Accolsero una ragazza fragile, innamorata dell'amore e dei colori più sgargianti dell'arcobaleno. Ripresero una ragazza col cuore spezzato, con l'anima persa, e la quale aveva una strana concezione della felicità. Felicità la quale si trovava nelle sbronze notturne, nelle notti insonni, nelle scappatelle, e nel nero, portatore di tranquillità. Tennero una ragazza la quale cambiò. Cambiò grazie all'amore, quel sentimento che disprezzava, odiava, il quale riteneva insignificante, inutile, non essenziale. Si fidarono di una ragazza che, nonostante la sua freddezza, il suo orgoglio e i suoi modi rudi di fare, riuscì a trovare se stessa nello stesso luogo in cui si perse. Riuscì a trovare l'amore, riuscì a capire cosa fosse giusto per lei e i suoi amici, riuscì a comprendere il vero significato dell'amore grazie ad un ragazzo che le diede l'impressione di essere tutto, tranne che l'amore della sua vita. E se, non fossi tornata al clan mesi fa, allora non sarei mai tornata me stessa. Se non fossi tornata, non avrei mai avuto la possibilità di vivere una storia d'amore, un'avventura, come quella che stavo vivendo con Harry. Se non fossi tornata al clan, quel giorno, non avrei capito il vero significato dell'amore: rischiare di soffrire per essere felice. Perché era questo l'amore, stare così tanto male per poi accogliere il bene. Ed Harry era il mio bene peggiore.

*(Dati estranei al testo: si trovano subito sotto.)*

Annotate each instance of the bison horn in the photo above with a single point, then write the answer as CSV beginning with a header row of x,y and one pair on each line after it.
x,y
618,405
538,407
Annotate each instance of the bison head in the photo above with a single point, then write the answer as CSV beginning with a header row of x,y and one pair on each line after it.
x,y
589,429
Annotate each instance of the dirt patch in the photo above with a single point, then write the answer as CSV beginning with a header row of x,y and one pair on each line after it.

E, quando lo vidi entrare nel capannone con la stanchezza di chi aveva appena elencato tutti gli elementi chimici, il mio cuore fece venti capriole in avanti, venti indietro, e quattro salti mortali. Guardai Harry vagare con lo sguardo in cerca di qualcosa, di qualcuno. I miei piedi iniziarono a camminare, non so per quale motivo ripresi a piangere, questa volta per la felicità di vederlo, e sorrisi così tanto che iniziai a correre verso di lui. Verso la mia felicità.

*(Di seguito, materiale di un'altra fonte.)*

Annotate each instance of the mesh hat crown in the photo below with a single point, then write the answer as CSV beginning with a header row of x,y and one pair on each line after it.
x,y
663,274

<<Harry!>> urlai, e lui si voltò per poi ritrovarsi per terra con me addosso che sorridevo, piangevo, lo stringevo, ritornavo a casa. Lui mi strinse ridacchiando, baciandomi la fronte e guardandomi con occhi lucidi, colmi di gioia nel vedermi. Mi prese il viso tra le guance, baciandomi le labbra e strofinando i pollici sulle gote.
<<Piccola peste>> mormorò, sollevandosi con me tre le sue braccia e guardandomi. Annegai in quello splendore che si ritrovava negli occhi, in quello specchio verde in cui vedevo il mio riflesso.

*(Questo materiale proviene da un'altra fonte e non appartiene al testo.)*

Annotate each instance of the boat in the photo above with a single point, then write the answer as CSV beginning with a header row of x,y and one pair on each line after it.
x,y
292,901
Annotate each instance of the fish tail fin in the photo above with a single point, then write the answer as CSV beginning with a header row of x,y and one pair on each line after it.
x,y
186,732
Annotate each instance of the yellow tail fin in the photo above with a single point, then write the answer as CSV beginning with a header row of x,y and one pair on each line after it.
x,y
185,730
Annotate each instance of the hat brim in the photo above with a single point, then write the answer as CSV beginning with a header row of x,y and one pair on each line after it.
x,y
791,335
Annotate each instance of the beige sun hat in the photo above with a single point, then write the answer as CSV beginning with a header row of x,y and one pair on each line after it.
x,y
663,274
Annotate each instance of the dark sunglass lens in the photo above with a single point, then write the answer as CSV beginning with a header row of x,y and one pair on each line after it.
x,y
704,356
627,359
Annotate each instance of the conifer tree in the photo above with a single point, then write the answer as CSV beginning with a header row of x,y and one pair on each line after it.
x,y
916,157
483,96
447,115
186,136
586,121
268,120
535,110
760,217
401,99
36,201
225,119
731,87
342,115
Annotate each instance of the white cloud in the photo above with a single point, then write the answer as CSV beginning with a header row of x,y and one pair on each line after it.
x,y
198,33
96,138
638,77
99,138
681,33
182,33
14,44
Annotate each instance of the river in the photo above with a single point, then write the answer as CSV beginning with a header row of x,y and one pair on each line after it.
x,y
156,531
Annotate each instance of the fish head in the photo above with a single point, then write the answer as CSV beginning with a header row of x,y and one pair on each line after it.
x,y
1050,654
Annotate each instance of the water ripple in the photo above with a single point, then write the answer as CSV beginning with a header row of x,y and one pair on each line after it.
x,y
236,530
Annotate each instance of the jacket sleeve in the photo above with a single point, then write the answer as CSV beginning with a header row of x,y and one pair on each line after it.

<<Mi sei mancato tantissimo>> sussurrai, spostandogli i ricci dalla fronte e dandogli un bacio sulle labbra. Le sue mani mi tenevano salda la schiena, si aprirono su si essa e si chiusero diverse volte per accarezzarmi. Le sue labbra mi baciarono con lentezza, aprirono le porte per Harryland e fui così felice di tornare nel mio posto preferito tanto da avvinghiarmi e non staccarmi più.
Una sua mano scivolò via da me, procurandomi dei brividi sulla pelle scoperta e mugolai, una volta che le sue labbra presero a succhiarmi il labbro inferiore e l'altra mano si appropriava di una natica per stringerla, coinvolgendomi completamente, rendendomi succube del mio posto preferito.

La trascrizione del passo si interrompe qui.